The police sending a file to the CPS isn’t evidence of guilt. That’s just procedure. It’s routine and most files sent to the CPS don’t result in charges. Investigating “every baby she ever had contact with” isn’t evidence-led, it’s a fishing exercise. That’s confirmation bias in action (again!). That’s just Cheshire Police trying to cover their 🍑
It’s funny that so far the most “damning” evidence we’ve seen from this is the fail at GCSE maths that Richard Baker dropped at Thirlwall and Panorama embarrassed themselves by repeating on tv with no statistical oversight (you could say that both moves were ‘premature’).
That said, whether new charges ever appear (and I bet they will not) has zero bearing on whether the convictions already secured stand up to scrutiny, which they do not. Using vague ‘maybe more charges’ talk to shut down debate is just gossip. It’s not an argument.
Even if these much ballyhooed “new charges” happened and even if they were somehow rock solid they would not make the extant evidence magically valid.

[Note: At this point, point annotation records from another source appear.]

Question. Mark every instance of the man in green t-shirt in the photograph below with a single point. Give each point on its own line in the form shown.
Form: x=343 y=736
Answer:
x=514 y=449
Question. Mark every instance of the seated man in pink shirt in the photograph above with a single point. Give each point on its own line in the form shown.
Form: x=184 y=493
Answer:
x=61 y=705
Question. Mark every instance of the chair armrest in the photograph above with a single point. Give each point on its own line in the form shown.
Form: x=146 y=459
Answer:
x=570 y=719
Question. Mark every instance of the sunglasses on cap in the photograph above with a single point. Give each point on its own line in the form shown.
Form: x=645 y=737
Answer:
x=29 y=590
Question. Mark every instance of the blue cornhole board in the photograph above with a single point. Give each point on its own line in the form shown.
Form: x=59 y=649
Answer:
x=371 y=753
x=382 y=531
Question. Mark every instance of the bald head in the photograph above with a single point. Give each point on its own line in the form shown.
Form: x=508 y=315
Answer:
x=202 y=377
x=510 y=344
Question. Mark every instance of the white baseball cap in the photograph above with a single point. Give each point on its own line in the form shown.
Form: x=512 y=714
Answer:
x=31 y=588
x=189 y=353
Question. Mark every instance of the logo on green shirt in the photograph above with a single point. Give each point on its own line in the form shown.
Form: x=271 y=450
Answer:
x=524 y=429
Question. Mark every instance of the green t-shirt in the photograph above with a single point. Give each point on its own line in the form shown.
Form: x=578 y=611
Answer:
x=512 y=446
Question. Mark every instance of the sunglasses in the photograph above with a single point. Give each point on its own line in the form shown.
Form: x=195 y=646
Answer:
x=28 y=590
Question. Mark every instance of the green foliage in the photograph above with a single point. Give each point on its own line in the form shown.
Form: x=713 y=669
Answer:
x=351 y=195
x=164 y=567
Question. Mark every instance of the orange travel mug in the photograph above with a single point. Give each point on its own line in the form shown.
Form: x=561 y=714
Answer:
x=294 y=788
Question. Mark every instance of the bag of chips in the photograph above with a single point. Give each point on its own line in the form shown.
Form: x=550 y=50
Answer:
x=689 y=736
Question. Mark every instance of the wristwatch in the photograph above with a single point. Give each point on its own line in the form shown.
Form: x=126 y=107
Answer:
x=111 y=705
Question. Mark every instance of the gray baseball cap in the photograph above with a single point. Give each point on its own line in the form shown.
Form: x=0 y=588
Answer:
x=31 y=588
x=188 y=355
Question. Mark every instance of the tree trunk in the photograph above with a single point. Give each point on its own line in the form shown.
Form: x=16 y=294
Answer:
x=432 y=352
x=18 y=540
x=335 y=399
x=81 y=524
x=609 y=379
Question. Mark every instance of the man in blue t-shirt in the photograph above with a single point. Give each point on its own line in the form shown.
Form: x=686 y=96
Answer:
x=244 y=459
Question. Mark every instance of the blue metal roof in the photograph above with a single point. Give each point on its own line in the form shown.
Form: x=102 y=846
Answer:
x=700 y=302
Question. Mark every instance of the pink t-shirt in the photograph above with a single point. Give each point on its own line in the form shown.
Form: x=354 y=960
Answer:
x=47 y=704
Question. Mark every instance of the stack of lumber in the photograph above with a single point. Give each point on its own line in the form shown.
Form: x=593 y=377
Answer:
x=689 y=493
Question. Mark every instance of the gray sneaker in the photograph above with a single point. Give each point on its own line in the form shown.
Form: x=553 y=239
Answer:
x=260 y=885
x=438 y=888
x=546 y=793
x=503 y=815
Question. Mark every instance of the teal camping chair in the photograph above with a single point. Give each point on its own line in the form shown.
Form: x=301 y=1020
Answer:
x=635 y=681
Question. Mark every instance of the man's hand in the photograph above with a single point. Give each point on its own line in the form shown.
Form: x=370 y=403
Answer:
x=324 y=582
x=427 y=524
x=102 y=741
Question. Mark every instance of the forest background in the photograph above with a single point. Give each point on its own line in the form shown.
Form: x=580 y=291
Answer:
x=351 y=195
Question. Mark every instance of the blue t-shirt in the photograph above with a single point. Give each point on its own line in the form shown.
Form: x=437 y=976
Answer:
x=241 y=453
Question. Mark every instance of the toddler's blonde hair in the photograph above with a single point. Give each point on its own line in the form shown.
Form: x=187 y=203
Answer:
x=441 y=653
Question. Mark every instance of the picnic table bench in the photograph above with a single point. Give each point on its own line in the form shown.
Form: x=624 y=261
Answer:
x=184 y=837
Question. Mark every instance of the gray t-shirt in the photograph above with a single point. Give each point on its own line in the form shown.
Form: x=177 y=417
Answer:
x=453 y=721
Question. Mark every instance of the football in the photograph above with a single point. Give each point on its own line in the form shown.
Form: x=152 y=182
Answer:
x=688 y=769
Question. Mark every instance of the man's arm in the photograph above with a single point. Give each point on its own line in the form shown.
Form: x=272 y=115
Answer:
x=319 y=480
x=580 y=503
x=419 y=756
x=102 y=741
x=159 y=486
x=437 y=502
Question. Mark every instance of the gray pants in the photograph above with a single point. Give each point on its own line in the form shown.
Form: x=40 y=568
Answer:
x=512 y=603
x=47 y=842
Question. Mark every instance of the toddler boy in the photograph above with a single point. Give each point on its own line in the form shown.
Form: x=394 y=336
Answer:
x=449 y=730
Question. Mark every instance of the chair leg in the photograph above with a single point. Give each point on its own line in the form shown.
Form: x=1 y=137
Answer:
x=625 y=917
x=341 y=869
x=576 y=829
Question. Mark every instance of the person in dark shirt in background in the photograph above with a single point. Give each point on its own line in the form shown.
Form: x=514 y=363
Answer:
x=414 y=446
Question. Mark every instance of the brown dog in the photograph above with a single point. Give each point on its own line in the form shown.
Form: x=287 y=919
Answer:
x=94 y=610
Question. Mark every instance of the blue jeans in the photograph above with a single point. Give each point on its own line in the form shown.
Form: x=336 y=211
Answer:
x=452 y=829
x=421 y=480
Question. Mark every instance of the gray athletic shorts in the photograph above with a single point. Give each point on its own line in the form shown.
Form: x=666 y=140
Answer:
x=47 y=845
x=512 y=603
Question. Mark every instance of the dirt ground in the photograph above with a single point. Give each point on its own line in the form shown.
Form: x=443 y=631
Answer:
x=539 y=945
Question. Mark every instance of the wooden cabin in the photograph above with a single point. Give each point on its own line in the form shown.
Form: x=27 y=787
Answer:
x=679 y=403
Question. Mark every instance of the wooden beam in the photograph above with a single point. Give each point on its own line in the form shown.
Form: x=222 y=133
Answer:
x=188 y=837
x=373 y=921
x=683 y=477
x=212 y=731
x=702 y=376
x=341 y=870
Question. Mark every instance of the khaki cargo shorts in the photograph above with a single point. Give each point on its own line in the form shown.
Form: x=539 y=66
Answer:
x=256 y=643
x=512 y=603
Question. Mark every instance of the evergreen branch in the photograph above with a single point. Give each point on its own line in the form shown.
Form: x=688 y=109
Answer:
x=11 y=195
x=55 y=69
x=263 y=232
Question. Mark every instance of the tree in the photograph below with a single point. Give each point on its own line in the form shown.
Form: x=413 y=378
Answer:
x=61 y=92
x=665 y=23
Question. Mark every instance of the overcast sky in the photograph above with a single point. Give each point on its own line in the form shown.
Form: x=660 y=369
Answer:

There is nothing “premature” about citizens in a democracy discussing a matter of tremendous importance to all of our lives. I feel like I’ve repeated that point ♾️ times in this thread already, but it never seems to sink in.
While it would suit many for critics of this case to shut up about it for as many years as it takes for the CPS to never bring charges, I’m afraid we aren’t going to shut up about it.
If you’re worried about anything being “premature” perhaps consider:
The doctors misunderstanding statistics and thinking that a death spike in line with a nationwide NICU death spike has to be a murderous nurse. Before they identified any actual murders.
Dewi Evans diagnosing murder (that everyone else missed) in “ten mins over a coffee”.
Cheshire police being taken in like dummies by a “suspicious” and inaccurate shift rota before doing a basic fupping statistical analysis. Then firing the first (and only) statistician they spoke to. Funny how rubbish stats is a constant theme in this case that “wasn’t about statistics”.
I could go on and on and on and on and on. But I don’t have all night.